Back to skill

Security audit

gmailcleanerfall

Security checks across malware telemetry and agentic risk

Overview

The package is advertised as a Gmail reader, but it also includes tools that can delete, move, draft/send, export, analyze, and automate email, so it needs manual review.

Install only if you intend to grant a broad email-management assistant access to your Gmail, not just a reader. Review and limit Google OAuth scopes, avoid --auto and cron cleanup until tested, confirm every send/delete/bulk action, and be aware that email contents may be processed by Anthropic and written to local logs or report files.

SkillSpector

By NVIDIA
Vulnerability Patterns
  • Excessive AgencyUnrestricted Tool Access, Autonomous Decision Making, Scope Creep
  • MCP Least PrivilegeUnderdeclared Capability, Wildcard Permission, Missing Permission Declaration
  • MCP Tool PoisoningHidden Instructions, Unicode Deception, Parameter Description Injection
  • Prompt InjectionInstruction Override, Hidden Instructions, Exfiltration Commands
  • Data ExfiltrationExternal Transmission, Env Variable Harvesting, File System Enumeration
Findings (43)

Lp3

Medium
Category
MCP Least Privilege
Confidence
88% confidence
Finding
The skill declares no explicit permissions while instructing use of shell commands, environment variables, OAuth credentials, local token generation, and networked access to Gmail/IMAP. This creates a trust and review gap: operators may approve a seemingly read-only skill without realizing it can access sensitive mailbox data and write authentication artifacts locally.

Description-Behavior Mismatch

Medium
Confidence
95% confidence
Finding
The file materially exceeds the stated skill purpose of reading/searching email by performing bulk LLM-based content analysis and writing derived output files. This scope expansion is security-relevant because it changes the data flow from local email access to external content processing, increasing privacy and compliance risk without being clearly disclosed by the skill metadata.

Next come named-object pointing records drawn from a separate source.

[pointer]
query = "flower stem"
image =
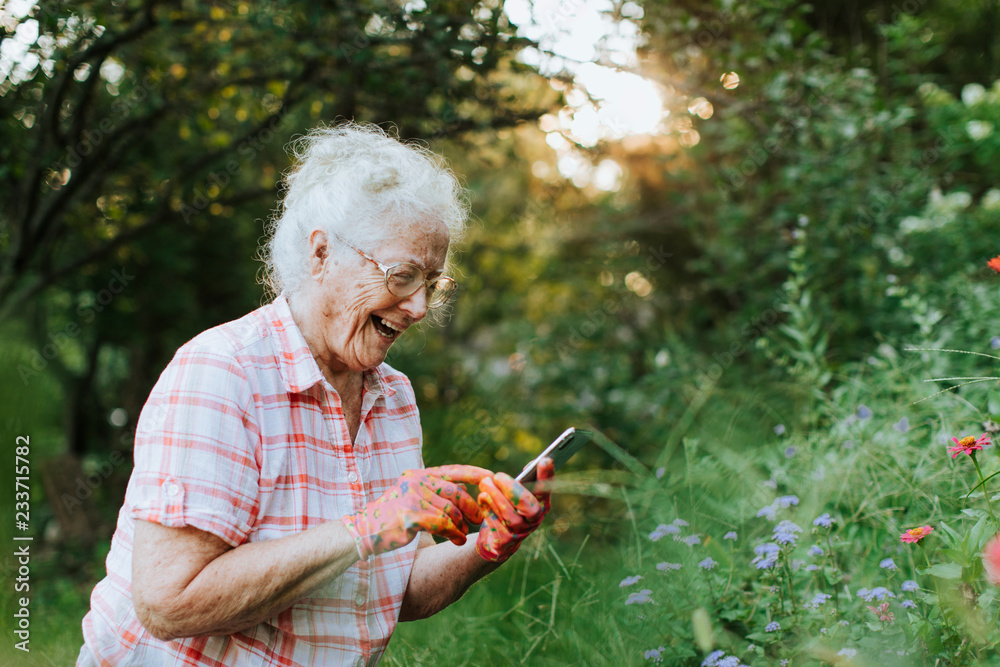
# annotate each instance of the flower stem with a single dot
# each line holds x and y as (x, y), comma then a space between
(979, 472)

Context-Inappropriate Capability

High
Confidence
99% confidence
Finding
The code sends sender, subject, truncated body content, and attachment filenames to Anthropic, which is an external third-party service unrelated to the narrow advertised function of reading/searching Gmail or IMAP. This creates a real confidentiality risk because potentially sensitive email content leaves the user's environment without clear necessity, minimization, or transparency.

Description-Behavior Mismatch

High
Confidence
98% confidence
Finding
The skill is described as read/search only, but the OAuth scopes include gmail.modify and gmail.compose, granting the ability to alter mailbox state and create/send drafts or messages. This violates least privilege and materially expands the blast radius if the skill, host, or token is abused.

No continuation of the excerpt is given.